Statistical Estimation and Clustering of Group-invariant Orientation Parameters
This work addresses orientation estimation in materials science, specifically for crystal analysis, but is incremental as it builds on existing EM-ML frameworks with new parametric models.
The paper tackled the problem of estimating group-invariant orientation parameters, such as mean crystal orientations, by introducing hyperbolic Von Mises Fisher and Watson mixture models with a new EM-ML algorithm for clustering. Simulations and experiments on Electron Backscatter Diffraction data from a polycrystalline Nickel alloy sample demonstrated advantages of the extended estimators.

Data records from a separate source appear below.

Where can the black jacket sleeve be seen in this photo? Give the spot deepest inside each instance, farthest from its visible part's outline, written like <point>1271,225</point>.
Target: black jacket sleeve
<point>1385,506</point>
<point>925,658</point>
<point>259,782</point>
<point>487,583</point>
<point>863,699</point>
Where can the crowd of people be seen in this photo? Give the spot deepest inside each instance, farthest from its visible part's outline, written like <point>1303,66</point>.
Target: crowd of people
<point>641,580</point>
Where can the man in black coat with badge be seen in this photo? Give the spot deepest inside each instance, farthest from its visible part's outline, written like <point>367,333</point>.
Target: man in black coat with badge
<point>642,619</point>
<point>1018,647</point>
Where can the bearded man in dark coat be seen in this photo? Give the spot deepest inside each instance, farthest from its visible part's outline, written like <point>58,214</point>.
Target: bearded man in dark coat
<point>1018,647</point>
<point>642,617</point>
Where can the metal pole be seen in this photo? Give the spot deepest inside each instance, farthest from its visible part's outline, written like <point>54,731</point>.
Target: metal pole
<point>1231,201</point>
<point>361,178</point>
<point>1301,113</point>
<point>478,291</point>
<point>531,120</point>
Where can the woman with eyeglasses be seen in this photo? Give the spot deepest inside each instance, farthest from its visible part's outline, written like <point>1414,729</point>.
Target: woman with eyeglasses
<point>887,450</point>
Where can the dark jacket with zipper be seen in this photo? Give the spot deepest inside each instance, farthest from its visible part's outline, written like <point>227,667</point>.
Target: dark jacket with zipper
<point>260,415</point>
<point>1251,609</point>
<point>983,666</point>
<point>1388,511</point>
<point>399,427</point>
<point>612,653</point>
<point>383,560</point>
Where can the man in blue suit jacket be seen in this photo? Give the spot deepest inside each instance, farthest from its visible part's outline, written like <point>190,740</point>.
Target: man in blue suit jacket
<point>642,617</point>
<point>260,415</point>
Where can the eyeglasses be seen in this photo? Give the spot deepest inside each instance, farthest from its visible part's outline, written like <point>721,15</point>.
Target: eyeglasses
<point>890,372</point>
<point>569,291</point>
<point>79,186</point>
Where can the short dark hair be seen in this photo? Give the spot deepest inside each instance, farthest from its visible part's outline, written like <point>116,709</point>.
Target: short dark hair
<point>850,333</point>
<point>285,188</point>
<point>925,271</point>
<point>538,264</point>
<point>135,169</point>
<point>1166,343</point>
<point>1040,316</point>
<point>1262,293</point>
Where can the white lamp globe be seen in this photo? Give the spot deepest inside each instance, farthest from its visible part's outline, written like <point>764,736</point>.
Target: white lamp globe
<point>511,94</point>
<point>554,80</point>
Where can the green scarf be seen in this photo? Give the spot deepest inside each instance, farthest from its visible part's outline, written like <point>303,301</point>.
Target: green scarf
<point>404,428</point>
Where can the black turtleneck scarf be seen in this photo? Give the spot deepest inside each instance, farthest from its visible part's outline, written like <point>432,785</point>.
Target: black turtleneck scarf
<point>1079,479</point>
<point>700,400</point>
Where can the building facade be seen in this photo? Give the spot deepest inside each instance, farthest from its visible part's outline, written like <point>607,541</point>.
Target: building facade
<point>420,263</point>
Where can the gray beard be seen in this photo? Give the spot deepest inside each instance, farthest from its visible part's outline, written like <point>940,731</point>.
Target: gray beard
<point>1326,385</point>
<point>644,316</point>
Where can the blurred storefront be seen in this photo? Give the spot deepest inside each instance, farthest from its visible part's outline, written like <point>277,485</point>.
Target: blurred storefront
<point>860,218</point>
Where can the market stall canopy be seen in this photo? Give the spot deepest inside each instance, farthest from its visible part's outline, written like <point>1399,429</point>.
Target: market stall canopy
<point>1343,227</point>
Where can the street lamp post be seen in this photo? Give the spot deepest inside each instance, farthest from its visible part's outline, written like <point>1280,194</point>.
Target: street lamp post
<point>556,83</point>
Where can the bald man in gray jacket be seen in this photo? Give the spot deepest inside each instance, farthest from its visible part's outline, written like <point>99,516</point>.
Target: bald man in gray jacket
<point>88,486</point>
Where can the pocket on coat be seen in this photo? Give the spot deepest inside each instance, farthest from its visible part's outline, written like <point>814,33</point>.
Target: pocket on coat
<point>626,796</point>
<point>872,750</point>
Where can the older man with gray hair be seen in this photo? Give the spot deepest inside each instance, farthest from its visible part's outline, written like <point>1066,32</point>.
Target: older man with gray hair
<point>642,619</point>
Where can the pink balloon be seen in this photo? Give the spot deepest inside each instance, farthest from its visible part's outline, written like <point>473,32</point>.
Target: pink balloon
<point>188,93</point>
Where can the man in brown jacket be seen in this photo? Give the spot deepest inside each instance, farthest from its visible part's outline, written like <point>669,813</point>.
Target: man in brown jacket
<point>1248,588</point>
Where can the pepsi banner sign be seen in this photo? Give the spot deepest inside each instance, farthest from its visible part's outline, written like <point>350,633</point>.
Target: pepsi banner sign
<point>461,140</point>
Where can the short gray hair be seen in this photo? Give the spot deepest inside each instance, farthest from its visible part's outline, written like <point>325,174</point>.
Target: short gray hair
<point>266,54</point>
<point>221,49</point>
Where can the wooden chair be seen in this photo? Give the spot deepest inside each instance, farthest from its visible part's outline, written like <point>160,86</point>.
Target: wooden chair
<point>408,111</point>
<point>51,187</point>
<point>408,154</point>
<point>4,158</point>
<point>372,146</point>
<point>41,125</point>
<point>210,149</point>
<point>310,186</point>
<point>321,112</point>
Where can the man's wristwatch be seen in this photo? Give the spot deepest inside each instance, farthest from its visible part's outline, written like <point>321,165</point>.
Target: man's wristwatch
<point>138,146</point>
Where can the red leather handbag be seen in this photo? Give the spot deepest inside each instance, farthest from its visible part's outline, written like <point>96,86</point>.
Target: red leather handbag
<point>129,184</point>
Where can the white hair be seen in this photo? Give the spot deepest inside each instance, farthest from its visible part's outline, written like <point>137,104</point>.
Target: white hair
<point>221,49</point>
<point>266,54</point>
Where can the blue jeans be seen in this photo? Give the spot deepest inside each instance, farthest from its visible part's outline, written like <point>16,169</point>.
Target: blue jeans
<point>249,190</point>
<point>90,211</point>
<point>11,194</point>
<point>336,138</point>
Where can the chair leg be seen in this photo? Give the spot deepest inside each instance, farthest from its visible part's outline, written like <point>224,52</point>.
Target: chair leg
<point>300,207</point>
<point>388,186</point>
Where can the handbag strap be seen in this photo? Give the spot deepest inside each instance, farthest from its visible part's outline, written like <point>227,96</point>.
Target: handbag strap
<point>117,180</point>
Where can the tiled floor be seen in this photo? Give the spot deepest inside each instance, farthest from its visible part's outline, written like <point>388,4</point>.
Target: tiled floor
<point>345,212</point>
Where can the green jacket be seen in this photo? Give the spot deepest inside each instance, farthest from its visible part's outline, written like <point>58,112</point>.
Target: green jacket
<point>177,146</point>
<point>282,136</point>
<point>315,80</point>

We treat the problem of estimation of orientation parameters whose values are invariant to transformations from a spherical symmetry group. Previous work has shown that any such group-invariant distribution must satisfy a restricted finite mixture representation, which allows the orientation parameter to be estimated using an Expectation Maximization (EM) maximum likelihood (ML) estimation algorithm. In this paper, we introduce two parametric models for this spherical symmetry group estimation problem: 1) the hyperbolic Von Mises Fisher (VMF) mixture distribution and 2) the Watson mixture distribution. We also introduce a new EM-ML algorithm for clustering samples that come from mixtures of group-invariant distributions with different parameters. We apply the models to the problem of mean crystal orientation estimation under the spherically symmetric group associated with the crystal form, e.g., cubic or octahedral or hexahedral. Simulations and experiments establish the advantages of the extended EM-VMF and EM-Watson estimators for data acquired by Electron Backscatter Diffraction (EBSD) microscopy of a polycrystalline Nickel alloy sample.